If your website simply serves as your hub, then sluggish reactions will speak poorly of your commitment and resources, and if you’re part of the ecommerce world, they will lose prospective customers in droves.
Data Insecurity Is a Huge Threat
In light of a number of high-profile online data leaks and abuses in recent months, and the upcoming implementation of Europe’s GDPR legislation, a lot of people are talking at length about data protection issues. It’s an issue that’s only getting bigger.
When someone visits and uses your site, they are placing their faith in you in a sense; accepting that you can access not only the resulting analytics data but also, in many cases, a remarkable assortment of personal details.
Failing to protect the data with which you are entrusted will not only ruin your company’s reputation but also potentially leave you open to legal action. Even if your location doesn’t have stringent laws at the moment, they could be enacted at any time, leaving you at risk (the FTC is a consistent threat regardless).
And it doesn’t matter how closely you guard passwords and how consistently you update whatever platform it is on which you run. It only takes one weak link to compromise a chain, and a security flaw in your hosting is a flaw in your website by proxy.
Poor Scaling Loses Sales
When you first set up and test a website, you may find that it runs very smoothly, but you’re not getting any idea of how it will perform under extreme load; you may not find that out until the point at which you’re attracting a great deal of traffic, by which stage a meltdown will threaten disastrous consequences.

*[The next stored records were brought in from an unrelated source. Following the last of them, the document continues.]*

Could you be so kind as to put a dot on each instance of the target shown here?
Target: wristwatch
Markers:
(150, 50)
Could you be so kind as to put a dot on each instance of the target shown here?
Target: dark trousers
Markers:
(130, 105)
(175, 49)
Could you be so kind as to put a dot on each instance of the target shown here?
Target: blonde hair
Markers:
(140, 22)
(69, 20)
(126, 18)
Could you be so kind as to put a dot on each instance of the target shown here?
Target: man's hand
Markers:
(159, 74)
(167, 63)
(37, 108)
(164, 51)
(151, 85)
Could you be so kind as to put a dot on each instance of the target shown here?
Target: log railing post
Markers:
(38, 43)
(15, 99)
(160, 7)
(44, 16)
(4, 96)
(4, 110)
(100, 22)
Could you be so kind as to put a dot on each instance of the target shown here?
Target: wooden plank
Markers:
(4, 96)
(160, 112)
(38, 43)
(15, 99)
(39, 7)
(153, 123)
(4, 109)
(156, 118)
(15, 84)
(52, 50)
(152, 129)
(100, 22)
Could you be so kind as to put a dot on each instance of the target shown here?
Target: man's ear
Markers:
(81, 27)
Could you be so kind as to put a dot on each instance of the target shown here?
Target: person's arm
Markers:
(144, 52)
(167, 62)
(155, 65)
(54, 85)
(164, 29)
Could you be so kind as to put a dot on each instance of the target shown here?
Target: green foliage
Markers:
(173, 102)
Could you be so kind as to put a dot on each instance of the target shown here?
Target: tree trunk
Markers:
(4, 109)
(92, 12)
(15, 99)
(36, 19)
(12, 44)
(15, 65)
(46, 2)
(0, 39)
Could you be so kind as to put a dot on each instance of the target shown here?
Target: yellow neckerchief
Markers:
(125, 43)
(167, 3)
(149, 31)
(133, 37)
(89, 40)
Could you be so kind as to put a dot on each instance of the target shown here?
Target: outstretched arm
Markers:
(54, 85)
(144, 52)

And even if you test the site under load early on, you won’t be able to know if that’s a level of performance the host can reliably achieve. After all, there are plenty of budget hosting providers that provide low levels of dedicated bandwidth because they are spreading their resources very thinly across numerous websites and hoping that they don’t all get active at the same time.
If you don’t thoroughly vet a host’s procedures and guarantees before making use of it, you might find your website turning into an unresponsive mess at the worst possible time, causing you a great deal of stress and losing you a lot of money.
Robust Support Is Invaluable
Even if your host offers top-of-the-line reliability, speed and data protection, your site will go down at some point. Outside of military networks, there’s likely no hosting setup on the planet that can guarantee 100% uptime, if only because earthquakes happen, power grids go down, and you can never account for all the variables.
For that reason, the support system your web host offers is critically important. You need to know a variety of things about it, including:
- How quickly your support tickets will be dealt with
- What they can do for you while your website is down
- Where their client priorities lie
- When they are (and are not) available
- What their legal obligations are
- In what circumstances, if any, you are eligible for compensation
Having a reliable support system is so important that it’s one of the biggest reasons why online retailers have so decisively moved away from self-hosted extensions of CMSs like Drupal and made Shopify—a full-service online store creator—the dominant ecommerce host. Businesses need to know that they can trust their hosts to back them up when things go wrong.
The web hosting you select for your business website will have a knock-on effect on its success for years to come. Thankfully, there are plenty of great hosting providers out there (regional, national, and international), so there’s no shortage of options.
Figure out what you need, allocate the largest budget you can, read plenty of reviews and comparisons, and make sure you make the best possible choice. You’ll be glad you did.